Spontaneous brain rhythms predict sleep stability in the face of noise.

Thien Thanh Dang-Vu, Scott M. McKinney, Orfeu M. Buxton, Jo M. Solet, and Jeffrey M. Ellenbogen
Current Biology 2009, 20(15):626-627
Link to full online article (free)

Why do some people sleep well, while others don’t? Why do some people suffer from insomnia, while others fall asleep as soon as they hit the pillow? Why are some people easily awoken when others seem to be insensitive to even loud noises? These are some questions that come to my mind when thinking about sleep. The last question is covered in some way by the current paper.
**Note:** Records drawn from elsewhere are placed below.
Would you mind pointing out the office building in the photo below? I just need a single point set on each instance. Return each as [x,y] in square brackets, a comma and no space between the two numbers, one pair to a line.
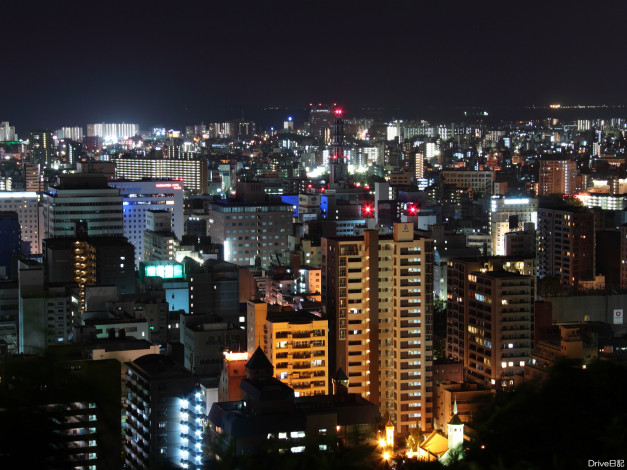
[270,409]
[112,132]
[557,177]
[45,313]
[479,181]
[566,244]
[379,296]
[26,205]
[83,198]
[74,133]
[510,214]
[7,132]
[11,243]
[213,289]
[192,174]
[139,197]
[41,147]
[500,327]
[204,339]
[252,229]
[296,342]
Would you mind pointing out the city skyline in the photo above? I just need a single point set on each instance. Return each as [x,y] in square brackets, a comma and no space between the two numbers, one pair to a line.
[154,63]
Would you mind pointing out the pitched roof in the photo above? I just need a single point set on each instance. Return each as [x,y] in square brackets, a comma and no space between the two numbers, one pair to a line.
[259,361]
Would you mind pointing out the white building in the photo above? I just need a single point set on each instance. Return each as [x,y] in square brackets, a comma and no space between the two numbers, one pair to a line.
[83,197]
[26,205]
[509,214]
[139,197]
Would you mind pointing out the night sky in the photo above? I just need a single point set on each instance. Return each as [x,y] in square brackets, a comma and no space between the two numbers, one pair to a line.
[178,63]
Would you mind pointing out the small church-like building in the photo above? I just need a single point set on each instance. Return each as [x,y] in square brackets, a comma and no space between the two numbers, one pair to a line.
[447,448]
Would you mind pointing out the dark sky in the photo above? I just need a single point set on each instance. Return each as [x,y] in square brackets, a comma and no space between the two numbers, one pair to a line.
[177,63]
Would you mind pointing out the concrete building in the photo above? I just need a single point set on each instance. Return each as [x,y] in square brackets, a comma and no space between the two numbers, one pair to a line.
[507,215]
[252,229]
[479,181]
[192,174]
[82,198]
[297,342]
[45,313]
[500,327]
[379,296]
[139,197]
[566,244]
[165,407]
[557,177]
[204,339]
[269,409]
[26,205]
[213,289]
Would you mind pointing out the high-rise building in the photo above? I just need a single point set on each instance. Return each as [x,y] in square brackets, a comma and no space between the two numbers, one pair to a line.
[11,241]
[112,132]
[379,296]
[557,177]
[164,411]
[338,163]
[510,214]
[139,197]
[26,205]
[70,133]
[500,327]
[40,146]
[296,342]
[7,132]
[251,228]
[33,177]
[566,244]
[82,199]
[45,313]
[623,256]
[192,174]
[213,289]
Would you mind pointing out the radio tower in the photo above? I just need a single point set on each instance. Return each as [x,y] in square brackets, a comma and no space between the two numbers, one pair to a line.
[338,165]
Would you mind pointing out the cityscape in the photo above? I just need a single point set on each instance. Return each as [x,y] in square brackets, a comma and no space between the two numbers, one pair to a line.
[228,246]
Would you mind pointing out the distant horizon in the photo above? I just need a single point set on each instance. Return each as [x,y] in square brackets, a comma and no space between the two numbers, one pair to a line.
[268,116]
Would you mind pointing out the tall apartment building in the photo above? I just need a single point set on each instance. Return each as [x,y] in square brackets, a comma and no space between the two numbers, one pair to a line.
[557,177]
[164,411]
[500,327]
[83,198]
[191,173]
[295,342]
[509,214]
[566,244]
[251,228]
[459,272]
[139,197]
[623,256]
[26,205]
[379,296]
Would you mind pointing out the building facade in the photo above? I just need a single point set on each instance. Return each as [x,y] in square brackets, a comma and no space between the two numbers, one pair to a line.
[379,296]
Dang-Vu and colleagues observed that people having a higher spindle frequency (i.e. the number of spindles) during stage 2 sleep, had a higher noise threshold, i.e. a larger increase in sound volume was necessary to invoke arousal in the EEG pattern. Thus sleep stability was higher for people showing a higher spindle frequency than for people showing a lower spindle frequency. Spindles are high frequency bursts of activity (11-15Hz, i.e. 11-15 waves per second, see picture below for an example of a spindle wave) that mostly occur during stage 2 sleep, and that can be clearly distinguished from the background frequency of 4-11Hz (here frequency is the number of waves/oscillations per second).

Another interesting observation, that isn’t discussed in the paper, is the finding that the arousal thresholds for different types of sounds (e.g. traffic noise, telephone ringing…) differ. So for example at a level of 50dB people showed arousal in the case of the telephone ringing, but a higher sound level was needed to get aroused by traffic noise (hypothetical example). I find this interesting since this makes me wonder how semantics are processed during sleep.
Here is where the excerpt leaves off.